Temple University said it was looking into reports of match fixing of a Division 1 men’s basketball game.

In a statement Friday, a university representative said it was reviewing the March 7 game between the Temple University Owls and the University of Alabama-Birmingham Blazers at Temple’s Liacouras Center arena in Philadelphia.

‘We are aware of the media reports regarding last night’s men’s basketball game,’ it said. ‘We will review the reports thoroughly in accordance with university and NCAA policies. While we can’t comment any further at this time, we take this matter very seriously.’

In the run-up to Thursday’s 7 p.m. game, UAB opened as a 2.5-point favorite, according to Dave Connelly, a correspondent for betting group SportsGrid.

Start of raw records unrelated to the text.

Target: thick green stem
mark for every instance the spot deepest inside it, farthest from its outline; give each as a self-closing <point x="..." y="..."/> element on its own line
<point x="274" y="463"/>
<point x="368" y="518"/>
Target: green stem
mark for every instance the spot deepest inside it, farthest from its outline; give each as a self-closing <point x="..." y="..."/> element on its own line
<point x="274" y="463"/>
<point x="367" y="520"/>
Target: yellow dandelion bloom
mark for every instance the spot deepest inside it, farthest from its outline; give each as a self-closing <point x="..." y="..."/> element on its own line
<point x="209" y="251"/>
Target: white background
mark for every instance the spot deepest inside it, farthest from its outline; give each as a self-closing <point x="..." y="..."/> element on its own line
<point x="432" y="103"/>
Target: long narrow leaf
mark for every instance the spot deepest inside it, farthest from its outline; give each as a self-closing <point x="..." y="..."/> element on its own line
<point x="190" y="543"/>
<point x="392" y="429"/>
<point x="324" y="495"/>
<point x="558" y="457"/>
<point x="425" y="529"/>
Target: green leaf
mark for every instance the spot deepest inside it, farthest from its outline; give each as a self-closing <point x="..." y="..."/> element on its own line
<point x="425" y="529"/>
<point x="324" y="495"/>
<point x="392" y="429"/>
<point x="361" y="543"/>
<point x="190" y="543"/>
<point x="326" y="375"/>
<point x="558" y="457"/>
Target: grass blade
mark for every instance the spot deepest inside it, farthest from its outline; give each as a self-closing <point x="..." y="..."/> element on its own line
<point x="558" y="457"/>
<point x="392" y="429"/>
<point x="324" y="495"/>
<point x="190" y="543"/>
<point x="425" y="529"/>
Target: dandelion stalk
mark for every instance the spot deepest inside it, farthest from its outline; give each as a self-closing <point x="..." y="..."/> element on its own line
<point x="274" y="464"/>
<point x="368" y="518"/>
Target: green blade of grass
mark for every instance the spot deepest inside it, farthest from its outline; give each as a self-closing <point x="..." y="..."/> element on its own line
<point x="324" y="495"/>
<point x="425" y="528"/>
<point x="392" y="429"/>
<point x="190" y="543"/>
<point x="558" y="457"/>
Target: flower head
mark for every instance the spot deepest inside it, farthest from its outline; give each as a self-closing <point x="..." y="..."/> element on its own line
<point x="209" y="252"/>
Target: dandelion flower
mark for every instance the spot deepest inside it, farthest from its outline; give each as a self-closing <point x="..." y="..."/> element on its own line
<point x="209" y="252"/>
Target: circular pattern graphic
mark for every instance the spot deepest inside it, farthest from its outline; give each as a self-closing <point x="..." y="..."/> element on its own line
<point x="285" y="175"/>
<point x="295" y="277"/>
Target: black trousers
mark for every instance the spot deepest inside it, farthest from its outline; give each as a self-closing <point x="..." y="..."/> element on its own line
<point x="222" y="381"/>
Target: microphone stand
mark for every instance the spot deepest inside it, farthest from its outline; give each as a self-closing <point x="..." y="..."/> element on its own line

But the betting line surged to 8 points in favor of UAB within two hours of sportsbooks opening for the game, Connelly said, calling the upswing ‘typically unheard of this late in the college basketball season without any meaningful news or injuries.’

UAB went on to win 100-72. Notably, UAB had 22 more rebounds than Temple — the Owls’ worst rebounding performance since 2019.

A UAB rep told the Associated Press it was declining to comment.

The Blazers’ record is now 19-11, compared with Owls’ 11-19.

U.S. Integrity, a gambling watchdog group, flagged the game as unusual to U.S. casinos, according to Sports Illustrated reporter Pat Forde, citing a statement from an American Athletic Conference spokesperson.

The AAC declined to comment to NBC News beyond noting Temple’s statement. A USI rep did not immediately respond to a request for comment.

There has not been a major gambling scandal in NCAA men’s basketball since an incident involving Boston College and notorious mobster Henry Hill in the late 1970s.

However, the ongoing legalization of, and subsequent influx of interest in, online sports betting in recent years may have increased the likelihood for such an incident to occur again.

In a 2023 NCAA survey of athletic departments, 13% of Division 1 administrators said they had dealt with a gambling or sports wagering problem within the past year, compared with just 4% in 2019. The same survey found 30% of respondents saying they were now extremely or moderately concerned about sports wagering or gambling compared with other compliance issues, versus 20% saying so in 2019.

The report also anonymously quoted some administrators’ profound concerns with the rise of digital gambling and its impact on students.

“Sports wagering is a billion-dollar industry with the resources to influence student athletes to gamble on a daily basis on every market front,’ one said. ‘Institutions do not have the resources or the funding to win this battle.”

“The sheer access of wagering activities available with technology is IMPOSSIBLE to monitor or track,” another said.

A spokesperson for the National Collegiate Athletics Association (NCAA) said the organization could not comment on investigations.

‘The NCAA takes sports betting very seriously and is committed to the protection of student-athlete well-being and the integrity of competition,’ the spokesperson said. ‘The Association works with integrity monitoring services, state regulators and other stakeholders to conduct appropriate due diligence whenever suspicious reports are received. Due to the importance of confidentiality, the NCAA does not comment on current, pending or potential investigations.’